In his written comments this month to The Times, Klein said that he had stopped accepting payments for his consulting and that all of his previous arrangements were approved as required. “At no time have my prior outside consultant arrangements resulted in a conflict of interest with my official duty at the Department of Transfusion Medicine at NIH,” Klein said.
In January, NIH Director Elias A. Zerhouni appointed Klein to the NIH Ethics Advisory Committee, a new panel the director said would provide “independent peer review” of scientists’ deals with industry.
Zerhouni hoped the committee would show that the NIH could police itself without the need for banning paid arrangements.
No transcripts or minutes of the advisory committee’s proceedings are available for public review.

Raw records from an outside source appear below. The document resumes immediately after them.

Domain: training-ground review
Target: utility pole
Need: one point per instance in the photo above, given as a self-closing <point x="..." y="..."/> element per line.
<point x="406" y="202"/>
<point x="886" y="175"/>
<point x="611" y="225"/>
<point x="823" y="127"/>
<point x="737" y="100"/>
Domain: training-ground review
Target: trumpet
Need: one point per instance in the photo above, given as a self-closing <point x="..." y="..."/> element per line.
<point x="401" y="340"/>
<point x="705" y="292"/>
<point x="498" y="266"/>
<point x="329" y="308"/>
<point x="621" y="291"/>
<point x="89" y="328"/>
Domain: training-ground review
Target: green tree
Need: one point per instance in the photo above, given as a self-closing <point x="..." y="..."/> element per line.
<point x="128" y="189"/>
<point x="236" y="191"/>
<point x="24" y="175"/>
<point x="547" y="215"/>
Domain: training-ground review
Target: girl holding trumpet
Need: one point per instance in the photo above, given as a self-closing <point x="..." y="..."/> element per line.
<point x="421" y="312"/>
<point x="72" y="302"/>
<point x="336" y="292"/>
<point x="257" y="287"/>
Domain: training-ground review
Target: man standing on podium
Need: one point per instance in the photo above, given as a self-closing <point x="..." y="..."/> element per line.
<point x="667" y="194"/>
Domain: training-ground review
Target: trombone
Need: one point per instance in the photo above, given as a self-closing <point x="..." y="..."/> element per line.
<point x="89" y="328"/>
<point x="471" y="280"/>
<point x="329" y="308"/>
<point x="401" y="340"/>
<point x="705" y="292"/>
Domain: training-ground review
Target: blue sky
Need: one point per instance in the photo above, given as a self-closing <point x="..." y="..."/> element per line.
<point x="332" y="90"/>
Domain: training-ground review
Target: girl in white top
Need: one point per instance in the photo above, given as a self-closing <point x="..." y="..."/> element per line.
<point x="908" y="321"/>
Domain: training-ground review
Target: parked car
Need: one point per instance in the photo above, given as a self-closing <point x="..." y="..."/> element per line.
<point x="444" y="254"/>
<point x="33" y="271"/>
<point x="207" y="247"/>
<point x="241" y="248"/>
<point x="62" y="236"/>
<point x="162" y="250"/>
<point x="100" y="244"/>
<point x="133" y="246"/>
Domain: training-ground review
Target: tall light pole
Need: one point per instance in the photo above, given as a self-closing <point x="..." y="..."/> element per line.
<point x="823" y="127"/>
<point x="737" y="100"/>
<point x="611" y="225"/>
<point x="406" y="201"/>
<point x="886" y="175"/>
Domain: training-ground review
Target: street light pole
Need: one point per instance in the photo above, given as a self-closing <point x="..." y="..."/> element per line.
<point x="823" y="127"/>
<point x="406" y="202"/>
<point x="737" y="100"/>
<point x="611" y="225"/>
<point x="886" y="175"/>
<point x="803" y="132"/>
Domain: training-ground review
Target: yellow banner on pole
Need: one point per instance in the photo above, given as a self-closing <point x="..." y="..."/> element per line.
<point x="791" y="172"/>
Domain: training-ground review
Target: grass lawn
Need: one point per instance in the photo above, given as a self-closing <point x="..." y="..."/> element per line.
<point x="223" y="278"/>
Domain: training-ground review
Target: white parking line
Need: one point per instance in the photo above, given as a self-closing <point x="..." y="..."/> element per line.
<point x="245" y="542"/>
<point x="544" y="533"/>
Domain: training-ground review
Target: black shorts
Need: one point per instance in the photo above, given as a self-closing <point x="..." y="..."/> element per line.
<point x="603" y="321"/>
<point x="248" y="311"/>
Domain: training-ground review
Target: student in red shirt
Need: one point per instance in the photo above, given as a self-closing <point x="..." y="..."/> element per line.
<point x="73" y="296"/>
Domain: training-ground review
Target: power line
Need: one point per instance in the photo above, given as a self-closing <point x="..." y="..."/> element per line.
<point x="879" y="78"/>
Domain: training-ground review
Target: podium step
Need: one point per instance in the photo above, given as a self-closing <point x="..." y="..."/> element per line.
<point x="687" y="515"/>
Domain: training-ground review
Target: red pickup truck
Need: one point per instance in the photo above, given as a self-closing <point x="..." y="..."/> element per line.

A hint of the panel’s deliberations can be found in materials for mandatory ethics training, which were distributed this fall within the agency.
According to the materials, ethics committee members typically have four “issues of concern” when they review colleagues’ requests to consult for pay outside of the NIH. Among the issues: “subject matter overlap with substance of official duties” and “use of NIH title or affiliation.”
As of midyear, the committee had recommended approval for 234 of 317, or 74%, of all outside arrangements proposed by NIH employees. With three exceptions, the recommendations were accepted by the NIH director’s office.